INQUIRING LINE

How much reasoning catalyst data is actually needed for improvement?

This reads the question as: if reasoning data acts as a 'catalyst' (activating ability rather than teaching it from scratch), how much of it do you actually need — and the corpus suggests the answer is 'surprisingly little,' because what the data does is unlock latent capability, not install new skills.


This explores how much reasoning training data you actually need to improve a model — and the through-line across the corpus is that the honest answer is 'less than you'd think,' because reasoning data tends to *activate* ability the model already has rather than build it. The clearest version of this comes from work arguing that RL post-training teaches a model *when* to reason, not *how*: base models already contain reasoning strategies in latent form, and hybrid setups recover 91% of the gains just by routing which tokens get the reasoning treatment Does RL post-training create reasoning or just deploy it?. If the capability pre-exists, then the data's job is to flip a switch, and flipping a switch doesn't take much.

The most striking evidence that *quantity isn't the lever* is that the traces don't even need to be correct. Models trained on deliberately corrupted, irrelevant reasoning steps perform comparably to models trained on clean traces — and sometimes generalize better out-of-distribution Do reasoning traces need to be semantically correct?. That implies the trace is functioning as computational scaffolding, a prompt to 'think in this shape,' rather than as a lesson the model memorizes. If the *content* of the data barely matters, piling on more of it is the wrong place to spend effort.

Where effort *does* pay off is selection and structure over volume. Step-level confidence filtering matches the accuracy of naive majority voting while generating far fewer traces, because catching a single broken reasoning step beats averaging over many Does step-level confidence outperform global averaging for trace filtering?. On the judging side, generative reward models that reason about each step outperform classifier-style ones with *orders of magnitude less training data* Can judges that reason about reasoning outperform classifier rewards?. Both point the same direction: a small amount of well-chosen, well-structured signal outperforms a large undifferentiated pile.
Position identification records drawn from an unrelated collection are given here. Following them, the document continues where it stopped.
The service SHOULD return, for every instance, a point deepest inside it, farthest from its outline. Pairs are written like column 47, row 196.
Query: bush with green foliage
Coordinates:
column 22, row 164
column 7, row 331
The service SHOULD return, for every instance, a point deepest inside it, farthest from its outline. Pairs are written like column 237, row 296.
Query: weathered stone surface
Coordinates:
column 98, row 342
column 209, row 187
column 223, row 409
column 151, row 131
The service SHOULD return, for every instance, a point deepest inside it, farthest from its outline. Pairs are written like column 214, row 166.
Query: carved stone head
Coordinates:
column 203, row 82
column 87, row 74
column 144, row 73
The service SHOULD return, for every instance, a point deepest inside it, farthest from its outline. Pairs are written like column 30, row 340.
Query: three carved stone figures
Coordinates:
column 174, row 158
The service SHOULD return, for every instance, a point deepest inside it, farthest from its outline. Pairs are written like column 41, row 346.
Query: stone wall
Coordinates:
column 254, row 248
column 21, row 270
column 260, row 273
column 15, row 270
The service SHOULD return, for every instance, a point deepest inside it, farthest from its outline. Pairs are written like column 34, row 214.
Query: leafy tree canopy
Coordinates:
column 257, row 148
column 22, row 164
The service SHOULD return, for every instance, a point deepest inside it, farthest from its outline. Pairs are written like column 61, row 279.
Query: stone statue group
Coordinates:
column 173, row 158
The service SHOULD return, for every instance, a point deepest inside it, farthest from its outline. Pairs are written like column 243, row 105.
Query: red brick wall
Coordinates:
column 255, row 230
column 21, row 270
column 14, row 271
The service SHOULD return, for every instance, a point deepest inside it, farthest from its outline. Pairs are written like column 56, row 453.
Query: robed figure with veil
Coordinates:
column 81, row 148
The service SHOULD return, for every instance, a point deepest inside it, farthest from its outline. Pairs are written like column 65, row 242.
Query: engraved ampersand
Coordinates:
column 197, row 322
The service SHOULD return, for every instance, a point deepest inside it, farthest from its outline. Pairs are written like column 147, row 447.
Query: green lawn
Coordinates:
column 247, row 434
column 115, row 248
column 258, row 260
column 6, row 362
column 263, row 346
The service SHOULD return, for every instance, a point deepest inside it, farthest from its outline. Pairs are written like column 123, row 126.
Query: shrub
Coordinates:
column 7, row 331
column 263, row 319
There's also a cautionary flip side — more isn't just unnecessary, it can be actively harmful. Supervised fine-tuning that raises benchmark accuracy can simultaneously degrade genuine reasoning quality by nearly 39%, producing right answers via post-hoc rationalization Does supervised fine-tuning improve reasoning or just answers?. And reported gains can be illusory: behavioral activation and benchmark improvement are separable, so some of what looks like 'the data worked' is memorization on contaminated test sets, not new reasoning Can genuine reasoning activation coexist with contaminated benchmarks?. Even at inference, more isn't better — accuracy peaks and then *falls* as thinking tokens climb Does more thinking time always improve reasoning accuracy?.

The thing you might not have known you wanted to know: 'how much data' may be the wrong question entirely. If reasoning data is a catalyst that activates a latent capacity, the binding constraints are *what you select* and *whether you're measuring real reasoning or just answer-matching* — not how many traces you can amass. A few hundred well-filtered examples that trip the switch can beat a corpus, and a corpus can quietly teach the model to fake it.


Sources 7 notes

Does RL post-training create reasoning or just deploy it?

Evidence shows base models already contain reasoning capability in latent form; RL training optimizes deployment timing rather than capability creation. Hybrid models recover 91% of performance gains by routing tokens only, and activation vectors for reasoning strategies pre-exist before any RL.

Do reasoning traces need to be semantically correct?

Models trained on systematically irrelevant traces maintain solution accuracy and sometimes improve out-of-distribution generalization, suggesting traces function as computational scaffolding rather than meaningful reasoning steps.

Does step-level confidence outperform global averaging for trace filtering?

Local step-level confidence catches reasoning breakdowns that global averaging masks and enables early stopping before traces complete. This approach achieves comparable accuracy gains to naive majority voting with far fewer generated traces, proving trace quality matters more than quantity.

Can judges that reason about reasoning outperform classifier rewards?

StepWiser demonstrates that training judges to produce reasoning chains about policy reasoning—rather than classify steps—yields better judgment accuracy and data efficiency. Independent confirmation from GenPRM and ThinkPRM shows generative PRMs outperform discriminative ones with orders of magnitude less training data.

Does supervised fine-tuning improve reasoning or just answers?

Supervised fine-tuning improves final-answer accuracy on benchmarks but cuts Information Gain by 38.9 percent, meaning models generate correct answers through post-hoc rationalization rather than genuine inferential steps. Standard metrics miss this degradation because they only measure final correctness.

Can genuine reasoning activation coexist with contaminated benchmarks?

RLVR activates genuine reasoning patterns through RL training while benchmark improvements may reflect data memorization on contaminated datasets. These operate at different measurement levels and can coexist without contradiction.

Does more thinking time always improve reasoning accuracy?

Increasing thinking tokens from ~1,100 to ~16K reduced benchmark accuracy from 87.3% to 70.3%, revealing a non-monotonic relationship where models overthink easy problems and underthink hard ones.